Keith Whitwell wrote:
>
> Brian,
>
> I've been thinking about this a little bit & it seems to me there will always
> be good reason to keep both of these state update mechanisms around.
> Additionally, by extending the use of the _NEW_ flags we can overcome a couple
> of uglinesses in the current code base.
>
> We've talked about this before and I'd said that my position was roughly:
>
> - Callbacks (to be replaced/augmented by API hookouts) are the mechanism for
> keeping the hardware driver uptodate
> - _NEW_ flags are used
> - to wake up things like the software rasterizer or t&l mechanism after
> being put to sleep
> - a large amount of state may have changed without any other notification
> - to keep those components uptodate during normal operation
> - this is the current gl_update_state mechanism, split up between core,
> rasterizer and t&l
>
> The two uses for the _NEW_ flags can be handled by the same code -- the only
> difference is the amount of state that might have changed.
>
> To this I'd like note another use for the _NEW_ flags: to notify the driver
> itself after a very large state-change, when using callbacks would be
> cumbersome.

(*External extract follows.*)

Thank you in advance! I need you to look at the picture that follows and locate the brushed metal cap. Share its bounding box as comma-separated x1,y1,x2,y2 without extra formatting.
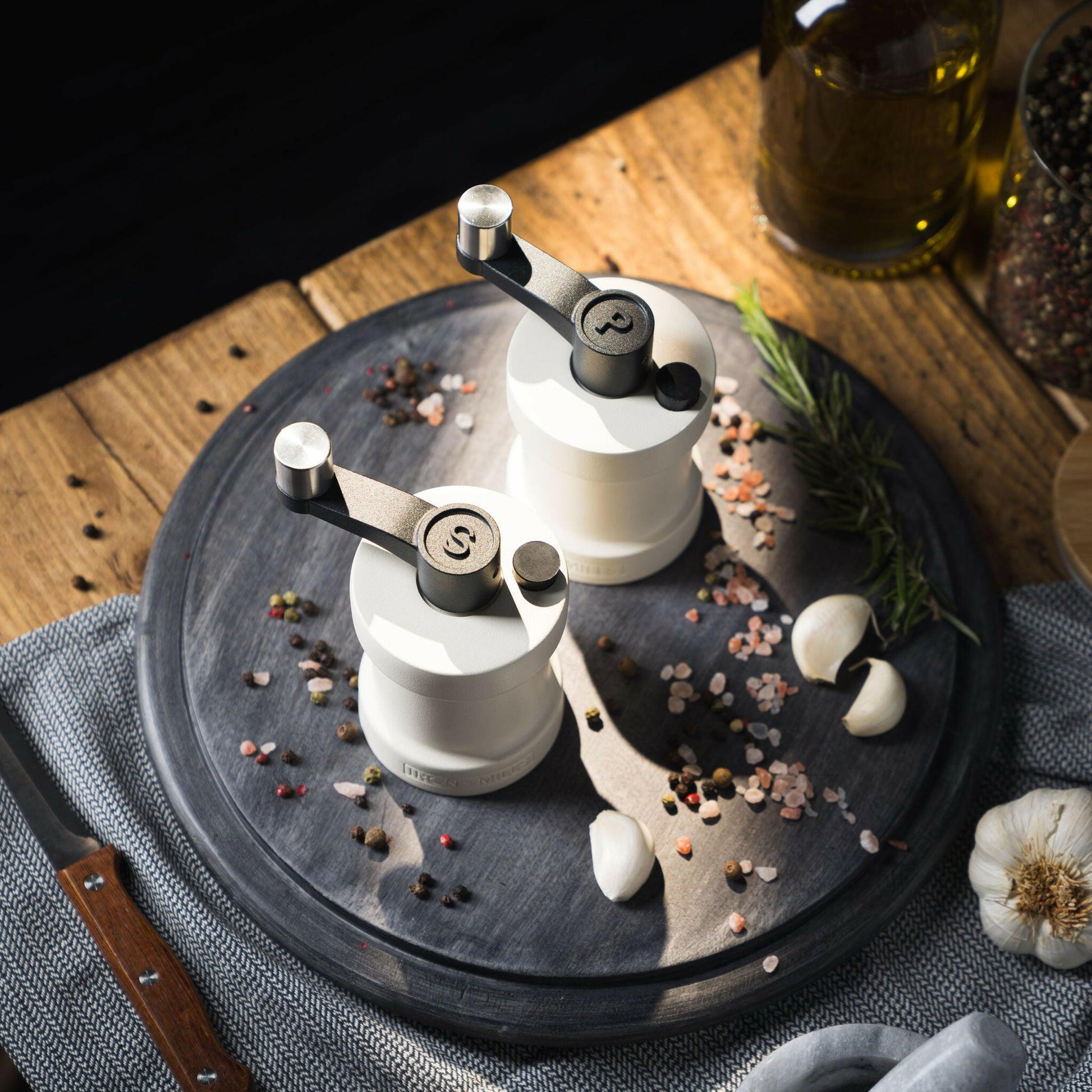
273,420,334,500
458,185,512,262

The obvious example of such a state-change is in glPopAttrib().
Good point.
I agree that having both _NEW* flags and callbacks is good. It allows
the driver implementor some flexibility.
> Rather than attempting to call callbacks for every piece of state in an
> attribute, consider adding:
>
> ctx->Driver.NotifyStateChange( GLcontext *ctx, GLuint newstate )
>
> or, for consistency:
>
> ctx->Driver.Wakeup( GLcontext *ctx, GLuint newstate )
How are these functions different from ctx->Driver.UpdateState()?
Also, how is the newstate parameter different from ctx->NewState?
> which can be called in these cases. The driver would be expected to know
> enough about it's internal state to handle this event.